DÜNYANIN EN BÜYÜK İLK BEŞ ÇATI TİPİ GÜNEŞ SANTRALİ ARASINDA

“Şirketlerimizden Tosçelik Profil ve Sac’ın Osmaniye’deki üretim tesislerinin çatısını güneş panelleriyle kapladık. Bu tesisimize kurulan çatı tipi güneş santrali, dünyanın en büyük ilk beş çatı tipi güneş santrali arasında yer alıyor. Şimdi yeni bir yatırımla Osmaniye’de 10 megavat olan kurulu gücümüzü 70 megavata çıkarmak için çalışıyoruz.

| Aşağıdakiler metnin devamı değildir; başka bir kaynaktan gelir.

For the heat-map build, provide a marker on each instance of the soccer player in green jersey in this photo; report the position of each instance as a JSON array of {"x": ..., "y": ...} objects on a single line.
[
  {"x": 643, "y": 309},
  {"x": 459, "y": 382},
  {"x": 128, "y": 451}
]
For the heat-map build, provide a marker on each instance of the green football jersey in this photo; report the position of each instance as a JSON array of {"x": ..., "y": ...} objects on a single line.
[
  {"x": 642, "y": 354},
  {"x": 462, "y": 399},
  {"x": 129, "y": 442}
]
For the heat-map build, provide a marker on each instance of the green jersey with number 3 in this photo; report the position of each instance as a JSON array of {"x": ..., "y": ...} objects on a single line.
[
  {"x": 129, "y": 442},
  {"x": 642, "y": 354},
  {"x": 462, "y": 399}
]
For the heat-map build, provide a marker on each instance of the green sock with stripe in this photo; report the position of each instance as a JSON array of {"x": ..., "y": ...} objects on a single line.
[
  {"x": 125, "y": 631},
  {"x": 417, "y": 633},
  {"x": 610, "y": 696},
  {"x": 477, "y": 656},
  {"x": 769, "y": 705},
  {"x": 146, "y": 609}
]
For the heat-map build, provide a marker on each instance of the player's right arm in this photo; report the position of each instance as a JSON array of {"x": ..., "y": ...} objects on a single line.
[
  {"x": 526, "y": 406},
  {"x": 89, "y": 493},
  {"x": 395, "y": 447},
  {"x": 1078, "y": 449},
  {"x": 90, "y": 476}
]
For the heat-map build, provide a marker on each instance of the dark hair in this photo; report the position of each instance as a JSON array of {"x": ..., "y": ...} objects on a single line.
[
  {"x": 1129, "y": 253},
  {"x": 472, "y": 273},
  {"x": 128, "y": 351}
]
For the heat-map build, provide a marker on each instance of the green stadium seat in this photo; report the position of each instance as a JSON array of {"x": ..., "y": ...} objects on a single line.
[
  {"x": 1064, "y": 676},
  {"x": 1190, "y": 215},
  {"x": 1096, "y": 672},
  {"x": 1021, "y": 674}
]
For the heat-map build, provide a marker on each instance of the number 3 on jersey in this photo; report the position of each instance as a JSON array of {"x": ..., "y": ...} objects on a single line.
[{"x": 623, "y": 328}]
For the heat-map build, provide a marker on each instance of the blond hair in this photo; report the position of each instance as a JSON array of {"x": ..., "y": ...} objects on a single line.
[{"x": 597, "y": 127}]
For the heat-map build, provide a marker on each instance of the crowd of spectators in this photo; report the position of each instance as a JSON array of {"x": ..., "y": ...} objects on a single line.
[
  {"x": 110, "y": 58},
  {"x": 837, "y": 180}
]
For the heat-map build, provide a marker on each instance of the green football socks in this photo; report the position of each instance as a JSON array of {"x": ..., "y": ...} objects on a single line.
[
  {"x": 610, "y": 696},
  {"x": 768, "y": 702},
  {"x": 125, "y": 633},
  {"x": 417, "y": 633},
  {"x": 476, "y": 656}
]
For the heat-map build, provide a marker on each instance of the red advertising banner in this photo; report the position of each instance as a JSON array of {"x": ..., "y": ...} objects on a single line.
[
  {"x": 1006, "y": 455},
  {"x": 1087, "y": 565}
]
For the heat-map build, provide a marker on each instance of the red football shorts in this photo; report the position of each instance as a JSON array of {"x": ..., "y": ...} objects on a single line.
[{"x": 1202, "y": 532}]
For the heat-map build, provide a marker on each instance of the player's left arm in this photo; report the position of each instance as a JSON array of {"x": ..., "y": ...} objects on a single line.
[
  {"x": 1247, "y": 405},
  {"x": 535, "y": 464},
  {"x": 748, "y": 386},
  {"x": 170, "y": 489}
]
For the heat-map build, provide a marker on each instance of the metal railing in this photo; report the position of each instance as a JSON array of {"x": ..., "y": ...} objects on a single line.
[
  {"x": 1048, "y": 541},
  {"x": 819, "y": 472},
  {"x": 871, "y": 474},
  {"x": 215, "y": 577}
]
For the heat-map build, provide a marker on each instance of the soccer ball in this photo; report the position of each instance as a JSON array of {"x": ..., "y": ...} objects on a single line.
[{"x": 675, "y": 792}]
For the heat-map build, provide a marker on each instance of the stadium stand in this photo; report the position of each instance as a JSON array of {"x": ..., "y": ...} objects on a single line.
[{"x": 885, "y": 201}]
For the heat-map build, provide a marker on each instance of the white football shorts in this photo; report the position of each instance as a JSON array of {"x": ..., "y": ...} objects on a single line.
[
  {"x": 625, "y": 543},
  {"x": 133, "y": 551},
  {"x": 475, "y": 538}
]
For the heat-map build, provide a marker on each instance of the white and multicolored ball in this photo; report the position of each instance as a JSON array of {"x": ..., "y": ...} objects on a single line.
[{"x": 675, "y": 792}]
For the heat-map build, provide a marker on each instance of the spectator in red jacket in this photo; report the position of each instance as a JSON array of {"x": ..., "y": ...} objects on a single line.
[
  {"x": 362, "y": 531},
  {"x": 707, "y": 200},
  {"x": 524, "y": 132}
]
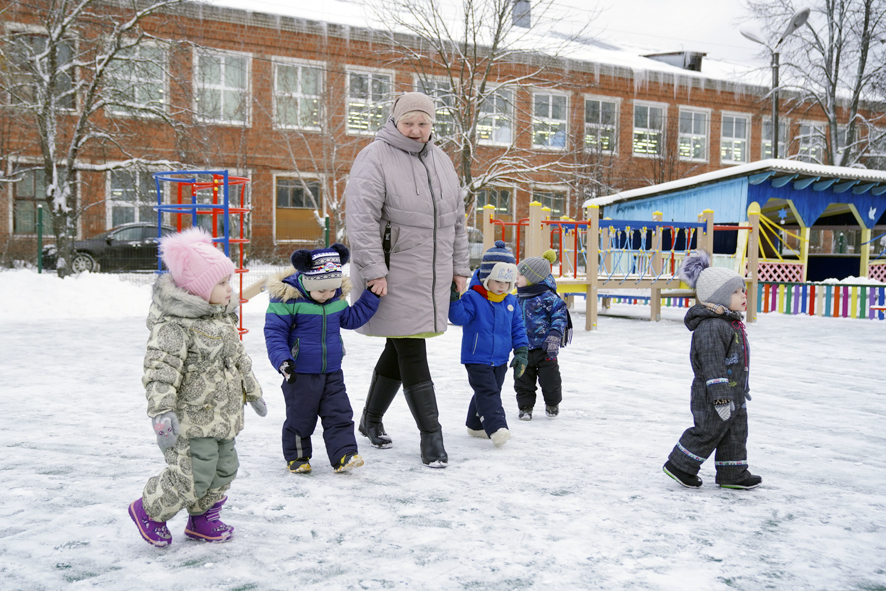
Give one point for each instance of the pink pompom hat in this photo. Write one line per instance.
(194, 262)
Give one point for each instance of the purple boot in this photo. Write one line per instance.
(209, 527)
(154, 532)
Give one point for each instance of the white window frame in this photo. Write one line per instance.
(383, 106)
(136, 82)
(649, 130)
(198, 53)
(443, 114)
(732, 139)
(110, 202)
(496, 116)
(307, 177)
(552, 189)
(298, 94)
(784, 128)
(693, 135)
(809, 141)
(550, 121)
(599, 126)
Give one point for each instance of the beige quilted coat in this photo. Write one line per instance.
(196, 364)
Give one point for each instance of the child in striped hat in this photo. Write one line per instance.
(307, 310)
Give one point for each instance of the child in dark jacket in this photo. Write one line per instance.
(307, 309)
(546, 319)
(493, 327)
(720, 357)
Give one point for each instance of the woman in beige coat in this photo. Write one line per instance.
(406, 226)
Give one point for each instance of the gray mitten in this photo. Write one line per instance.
(259, 406)
(166, 427)
(724, 408)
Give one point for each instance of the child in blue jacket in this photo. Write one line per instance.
(307, 309)
(493, 326)
(546, 319)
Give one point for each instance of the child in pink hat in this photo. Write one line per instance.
(197, 379)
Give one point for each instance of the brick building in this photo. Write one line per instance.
(288, 103)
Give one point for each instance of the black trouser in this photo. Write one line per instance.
(404, 360)
(547, 372)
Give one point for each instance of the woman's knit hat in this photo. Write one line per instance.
(194, 262)
(713, 285)
(413, 101)
(537, 269)
(321, 268)
(500, 253)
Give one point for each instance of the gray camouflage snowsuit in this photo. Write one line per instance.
(720, 356)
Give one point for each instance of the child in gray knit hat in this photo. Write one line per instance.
(546, 319)
(720, 357)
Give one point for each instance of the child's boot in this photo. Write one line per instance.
(751, 481)
(154, 532)
(684, 478)
(349, 462)
(500, 437)
(209, 527)
(299, 466)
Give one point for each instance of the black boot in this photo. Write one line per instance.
(423, 404)
(382, 391)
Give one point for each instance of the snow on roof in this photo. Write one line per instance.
(556, 30)
(778, 166)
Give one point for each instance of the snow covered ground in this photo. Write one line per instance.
(579, 502)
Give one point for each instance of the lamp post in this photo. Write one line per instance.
(798, 20)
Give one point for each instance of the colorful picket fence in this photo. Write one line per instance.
(822, 299)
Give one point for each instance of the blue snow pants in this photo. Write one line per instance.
(485, 410)
(316, 395)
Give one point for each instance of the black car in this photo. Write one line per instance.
(129, 247)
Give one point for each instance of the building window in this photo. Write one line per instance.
(693, 135)
(222, 88)
(441, 92)
(783, 126)
(648, 130)
(295, 193)
(500, 199)
(554, 200)
(601, 131)
(548, 120)
(734, 139)
(137, 80)
(495, 119)
(133, 195)
(25, 73)
(297, 96)
(367, 94)
(811, 143)
(28, 193)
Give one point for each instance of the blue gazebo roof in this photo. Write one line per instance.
(807, 190)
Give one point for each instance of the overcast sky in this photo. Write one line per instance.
(710, 26)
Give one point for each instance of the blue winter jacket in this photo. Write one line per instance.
(299, 329)
(491, 330)
(543, 311)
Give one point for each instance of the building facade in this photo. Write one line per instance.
(288, 103)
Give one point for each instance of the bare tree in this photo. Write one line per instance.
(837, 63)
(82, 61)
(476, 62)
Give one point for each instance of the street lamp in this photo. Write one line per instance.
(798, 20)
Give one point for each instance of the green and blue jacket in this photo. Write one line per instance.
(306, 332)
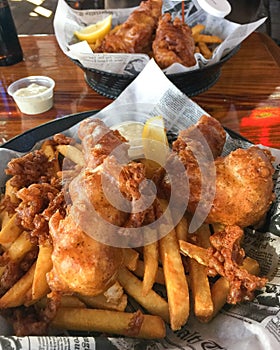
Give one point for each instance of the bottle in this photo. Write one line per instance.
(10, 49)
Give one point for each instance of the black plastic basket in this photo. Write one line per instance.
(191, 83)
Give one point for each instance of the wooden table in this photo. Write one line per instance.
(246, 97)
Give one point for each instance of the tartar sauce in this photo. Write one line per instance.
(31, 90)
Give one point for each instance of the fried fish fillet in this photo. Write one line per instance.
(135, 35)
(173, 43)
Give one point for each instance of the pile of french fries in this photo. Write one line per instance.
(169, 262)
(204, 43)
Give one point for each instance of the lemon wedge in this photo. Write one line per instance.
(155, 143)
(94, 32)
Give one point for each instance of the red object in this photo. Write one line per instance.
(263, 120)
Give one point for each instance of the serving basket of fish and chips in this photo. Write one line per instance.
(204, 43)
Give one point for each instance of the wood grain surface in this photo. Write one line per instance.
(246, 97)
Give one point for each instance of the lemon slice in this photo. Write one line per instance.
(155, 143)
(94, 32)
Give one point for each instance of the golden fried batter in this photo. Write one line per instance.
(173, 43)
(135, 35)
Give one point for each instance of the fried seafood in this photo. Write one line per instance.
(173, 43)
(242, 188)
(225, 257)
(136, 33)
(85, 254)
(80, 263)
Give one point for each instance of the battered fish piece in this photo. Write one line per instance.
(87, 252)
(135, 35)
(80, 263)
(173, 43)
(238, 188)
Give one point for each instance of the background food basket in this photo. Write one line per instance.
(191, 83)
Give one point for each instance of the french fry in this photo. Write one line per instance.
(182, 229)
(112, 322)
(65, 301)
(40, 286)
(220, 288)
(203, 304)
(151, 255)
(11, 191)
(204, 50)
(4, 218)
(9, 232)
(139, 271)
(72, 153)
(152, 302)
(20, 247)
(175, 278)
(100, 302)
(16, 295)
(131, 257)
(52, 153)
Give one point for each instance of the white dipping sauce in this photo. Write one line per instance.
(34, 99)
(31, 90)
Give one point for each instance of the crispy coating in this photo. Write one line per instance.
(242, 188)
(173, 43)
(226, 256)
(80, 263)
(136, 33)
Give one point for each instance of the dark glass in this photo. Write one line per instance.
(10, 49)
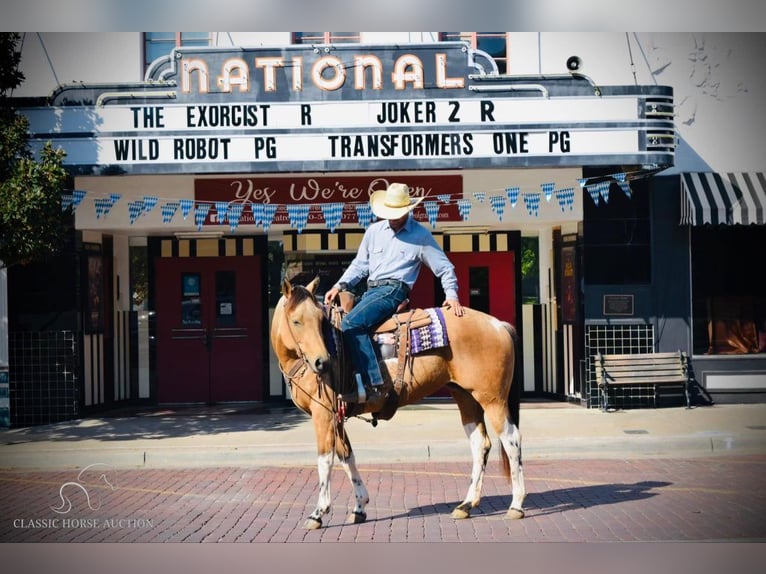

Tüm diğer lokasyonlarımızdaki yatırımlarla ise konsolide yenilenebilir enerji hedefimiz 140 megavat.”

İLERİ TEKNOLOJİLERLE KARBON SALIMI DÜŞÜYOR

“Cezayir’deki Tesisimiz, 2,5 milyon ton kapasiteli dünyanın en büyük DRI(Doğrudan İndirgenmiş Demir) üretim tesisi. DRI ile çalışan dünyanın en büyük ark ocağı ve kullandığı ileri teknolojiler sayesinde daha düşük karbon ayak izine sahip bir tesis. 2022 sonunda devreye almayı planladığımız Sarıseki yatırımımızla birlikte, yılda 4 milyon ton sıvı çelik üretmek üzere tasarlanmış, çeşitli bileşimlerdeki hurda ve HBI karışımıyla çalıştırılabilen, ton başına daha düşük elektrik enerjisi tüketimi sağlayan Quantum Furnace teknolojisinin Türkiye’de ilk kullanıcısı olacağız. Bu sayede normal ark ocaklarına göre yüzde yirmi oranında daha az enerji kullanarak fosil yakıttan doğan karbon salımını azaltmış olacağız.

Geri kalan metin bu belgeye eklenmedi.